One eyebrow-raising aspect of Mark Di Stefano’s departure last week from his berth at the Financial Times was the number of left-leaning and/or new media names who responded to his Tweet announcing his departure with good wishes, and no apparent thought for the inconvenient fact that he had been caught, effectively, with his hand in the till. It was not missed by those at the Daily Mail. They had been presented with an open goal.
So it was that Richard Pendlebury - another name seen only on the by-lines of the crudest hatchet jobs - told readers about the “Hypocrisy of media luvvies and FT reporter who turned his paper pink with shame”. The iron law of press Omertà and the commandment “Dog doesn’t eat dog” may be suspended when it’s a combination of the FT (not regulated by non-regulator IPSO), the hated BBC, and a sundry convocation of Rotten Lefties™.

Here, he laid into Newsnight host Emily Maitlis, Owen Jones, Ash Sarkar of Novara Media, Paul Lewis, Pippa Crerar (yes, the same one who edited the Evening Standard when it promoted the Mayoral campaign of Alexander Boris de Pfeffel Johnson) and Ben McOwen Wilson of YouTube. At this point, Pendlebury was batting on a reasonably steady track. But then it all went wrong. And it went wrong because of his, and his paper’s, actions.
So eager was he to lay into as many new media names as possible that he included Peter Jukes of Byline Media. But Jukes’ sympathy for Di Stefano evaporated when he realised what else the now former FT man had been up to. Moreover, Jukes’ retraction is threaded directly under his first Tweet. So Pendlebury was being wilfully selective.

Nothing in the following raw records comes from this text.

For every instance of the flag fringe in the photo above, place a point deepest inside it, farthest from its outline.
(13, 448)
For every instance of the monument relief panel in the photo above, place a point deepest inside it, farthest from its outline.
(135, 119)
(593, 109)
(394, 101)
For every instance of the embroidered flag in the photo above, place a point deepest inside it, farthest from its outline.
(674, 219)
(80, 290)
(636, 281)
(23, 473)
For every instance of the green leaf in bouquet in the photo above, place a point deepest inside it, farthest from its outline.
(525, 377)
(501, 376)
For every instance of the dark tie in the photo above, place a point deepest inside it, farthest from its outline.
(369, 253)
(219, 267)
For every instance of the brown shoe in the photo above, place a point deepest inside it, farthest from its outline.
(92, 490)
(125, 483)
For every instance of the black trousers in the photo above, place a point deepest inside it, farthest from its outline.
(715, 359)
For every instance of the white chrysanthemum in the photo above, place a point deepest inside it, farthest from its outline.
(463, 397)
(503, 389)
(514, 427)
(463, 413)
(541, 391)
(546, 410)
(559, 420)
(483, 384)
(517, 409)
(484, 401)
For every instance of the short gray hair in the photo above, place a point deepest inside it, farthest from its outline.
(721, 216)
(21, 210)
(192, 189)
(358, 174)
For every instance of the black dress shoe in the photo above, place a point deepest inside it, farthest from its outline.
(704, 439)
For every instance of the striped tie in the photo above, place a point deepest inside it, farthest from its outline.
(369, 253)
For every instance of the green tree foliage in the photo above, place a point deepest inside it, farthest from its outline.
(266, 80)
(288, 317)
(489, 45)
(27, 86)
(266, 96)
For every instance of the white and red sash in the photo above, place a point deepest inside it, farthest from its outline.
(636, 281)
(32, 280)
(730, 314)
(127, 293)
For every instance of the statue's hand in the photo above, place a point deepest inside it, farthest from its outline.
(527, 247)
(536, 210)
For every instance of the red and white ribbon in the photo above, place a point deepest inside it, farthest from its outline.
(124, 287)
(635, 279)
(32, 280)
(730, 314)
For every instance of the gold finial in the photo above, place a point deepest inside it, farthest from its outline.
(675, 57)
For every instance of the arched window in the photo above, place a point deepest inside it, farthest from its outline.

Having shown that he was picking and choosing his targets, any cursory analysis of Di Stefano’s Tweet replies shows several Old Media names, including freelances and even someone from the Express. Then Guy Adams, another Mail smear merchant, decided to use Pendlebury’s article to go after campaign group Hacked Off.
Former Hacked Off joint director Evan Harris responded to Adams, who whined “Evan, if a popular newspaper had done this, you'd have been on about it non stop for the last week”. Harris pointed out to him “Let's consider the *facts* (look it up), shall we, Guy? FT: One reporter. 2 instances. Victims - newspapers. Discovered. Culprit gone. Tabloid hacking scandal: Dozens of executives. 1000s of cases. Victims - inc families of dead children. Covered up for years. Culprits promoted”. Meanwhile, a dead giveaway emerged.

Why had Guy Adams not just posted a link to Pendlebury’s story? Instead, he used screen shots of the print edition. Ah well. That was the problem. The Daily Mail had such faith in the article that it was not put online. The Pressreader site has the text and photos, but they have had to get this from the Scottish edition of the paper.
The original driver for Pendlebury’s story - and it is something that concerns me, too - was that several people had expressed sympathy for Di Stefano, despite his having committed a potentially criminal act. Moreover, it exposed the extent to which some of those named have become captured by the press establishment. But as soon as he went after Jukes, just so he could have a swipe at Byline’s funders, the whole thing unravelled.

A witless hack was presented with an open goal. Instead, he and his paper conspired to about turn and end up putting in their own net. New technology baffles tired old hacks.